Customers often ask us what is the correct setting for max_connections
on their PostgreSQL cluster? There is a short answer to this question, and there is a very, very long answer. The short answer is: accept the default if that works for you, or try 10 times the number of CPU cores and see if that works ok.
There is another short answer which is: you may be asking the wrong question.
The original implicit assumption is "more connections will get me more throughput". This is often false. A question usually worth pursuing is "How can my existing set of connections be used efficiently?"

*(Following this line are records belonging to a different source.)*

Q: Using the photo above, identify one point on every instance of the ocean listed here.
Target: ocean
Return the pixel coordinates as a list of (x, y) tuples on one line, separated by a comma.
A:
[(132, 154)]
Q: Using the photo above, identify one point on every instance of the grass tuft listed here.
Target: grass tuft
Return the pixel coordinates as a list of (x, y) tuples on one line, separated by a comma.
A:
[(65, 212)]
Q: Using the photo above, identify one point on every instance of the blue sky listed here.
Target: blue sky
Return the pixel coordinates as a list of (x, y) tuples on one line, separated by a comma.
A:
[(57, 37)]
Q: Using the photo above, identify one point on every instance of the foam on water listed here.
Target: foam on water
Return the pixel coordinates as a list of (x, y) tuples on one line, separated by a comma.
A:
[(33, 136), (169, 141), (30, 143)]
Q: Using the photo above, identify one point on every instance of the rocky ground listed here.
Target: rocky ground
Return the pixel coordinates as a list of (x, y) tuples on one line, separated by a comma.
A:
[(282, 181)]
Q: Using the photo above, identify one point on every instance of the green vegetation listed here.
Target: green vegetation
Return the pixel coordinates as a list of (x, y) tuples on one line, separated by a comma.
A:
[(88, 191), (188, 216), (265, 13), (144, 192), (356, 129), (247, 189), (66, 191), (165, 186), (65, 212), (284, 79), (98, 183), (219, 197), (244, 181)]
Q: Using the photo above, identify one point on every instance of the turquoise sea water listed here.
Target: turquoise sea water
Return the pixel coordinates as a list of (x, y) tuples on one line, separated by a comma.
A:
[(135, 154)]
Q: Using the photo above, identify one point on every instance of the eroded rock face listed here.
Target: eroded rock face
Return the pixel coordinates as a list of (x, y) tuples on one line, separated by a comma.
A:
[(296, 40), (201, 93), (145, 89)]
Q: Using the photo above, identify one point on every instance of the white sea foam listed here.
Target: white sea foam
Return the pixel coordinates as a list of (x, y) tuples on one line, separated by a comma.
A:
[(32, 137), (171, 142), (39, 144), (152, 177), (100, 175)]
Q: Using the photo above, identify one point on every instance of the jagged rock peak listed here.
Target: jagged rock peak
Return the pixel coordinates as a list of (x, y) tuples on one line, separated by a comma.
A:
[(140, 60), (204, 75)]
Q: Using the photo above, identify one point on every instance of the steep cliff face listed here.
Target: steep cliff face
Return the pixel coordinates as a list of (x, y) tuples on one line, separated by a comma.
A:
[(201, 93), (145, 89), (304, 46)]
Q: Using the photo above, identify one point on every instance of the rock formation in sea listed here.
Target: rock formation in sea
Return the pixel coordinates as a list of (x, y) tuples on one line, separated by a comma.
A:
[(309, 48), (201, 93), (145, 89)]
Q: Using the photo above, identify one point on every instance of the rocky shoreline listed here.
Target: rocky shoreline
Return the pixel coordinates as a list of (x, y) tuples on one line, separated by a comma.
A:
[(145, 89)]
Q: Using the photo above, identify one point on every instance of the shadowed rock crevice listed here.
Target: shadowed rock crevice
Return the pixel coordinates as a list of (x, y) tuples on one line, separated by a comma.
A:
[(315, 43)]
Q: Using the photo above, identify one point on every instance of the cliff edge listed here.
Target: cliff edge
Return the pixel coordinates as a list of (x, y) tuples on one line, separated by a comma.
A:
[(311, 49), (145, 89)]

If you think that your application wants more connections and you are considering raising max_connections
, then you need to understand that connections carry overhead. This is a generalization: there is overhead of initializing each connection, there is overhead of maintaining an open connection, there is overhead of process concurrency in the OS, and there is overhead of concurrency in the database. Each connection corresponds to a separate operating system process and a separate TCP or Unix socket, and those things have their own hard and de facto limits in the OS as well.
Connection initiation overhead can seriously impair common kinds of web applications that make database connections for each web request. In this common scenario, each connect-query-disconnect cycle is so slow that the architect solves the problem by increasing the number of concurrent connections. As mentioned above, concurrency brings its own problems. If you have a lot of these connect-query-disconnect cycles then you can probably dramatically speed things up by using a connection pooler and forget about raising max_connections
.
Demonstration of Connection Initiation Overhead
Here I share some simple benchmark results that illustrate connection initiation overhead. I did this by running a simple pgbench benchmark with and without pgbouncer, a connection pooler.
Connection poolers are another subject of frequent confusion. Contrary to frequent first impressions, connection poolers do NOT allow a greater number of concurrent connections. Instead, they manage a pool of open connections that clients take turns using. The benefit is near elimination of connection initiation overhead, and this really speeds things up.
pgbench is a simple benchmarking program that ships with PostgreSQL. I used it to initialize a benchmark database with the default options. This creates a database only 22MB in size: that means the entire database will quickly be cached in memory after a few benchmark test runs.
I configured both the pooled and direct-connected benchmark clients to both connect to PostgreSQL via TCP sockets on the localhost and I specified that it run only a single client at a time. I specified the --select-only option of pgbench, causing it to only issue SELECT statements: this eliminates disk I/O, locking, dirty cache, and vacuum from consideration. Lastly, I specified the --connect option of pgbench, which, as its documentation explains, "Establish a new connection for each transaction, rather than doing it just once per client session. This is useful to measure the connection overhead." Each benchmark simply does:
- Connect to PostgreSQL.
- Run a single SELECT query.
- Disconnect.
This cycle repeats as fast as it can for the single client process. I ran each benchmark for 60 seconds and recorded system performance metrics with sar on a five second interval. I ran pgbench three times using direct PostgreSQL connections and three times connecting via the pgbouncer connection pooler. This all ran on PostgreSQL 9.6 on my desktop system with Intel i3 cpu. The three repetitions produced very similar results but the difference between direct and pooled connections was dramatic:
Benchmark Results
The benchmarks with connection pooling produced eight times more transactions while using less cpu time!
Yes, connection initiation carries significant overhead, and a connection pooler is the solution.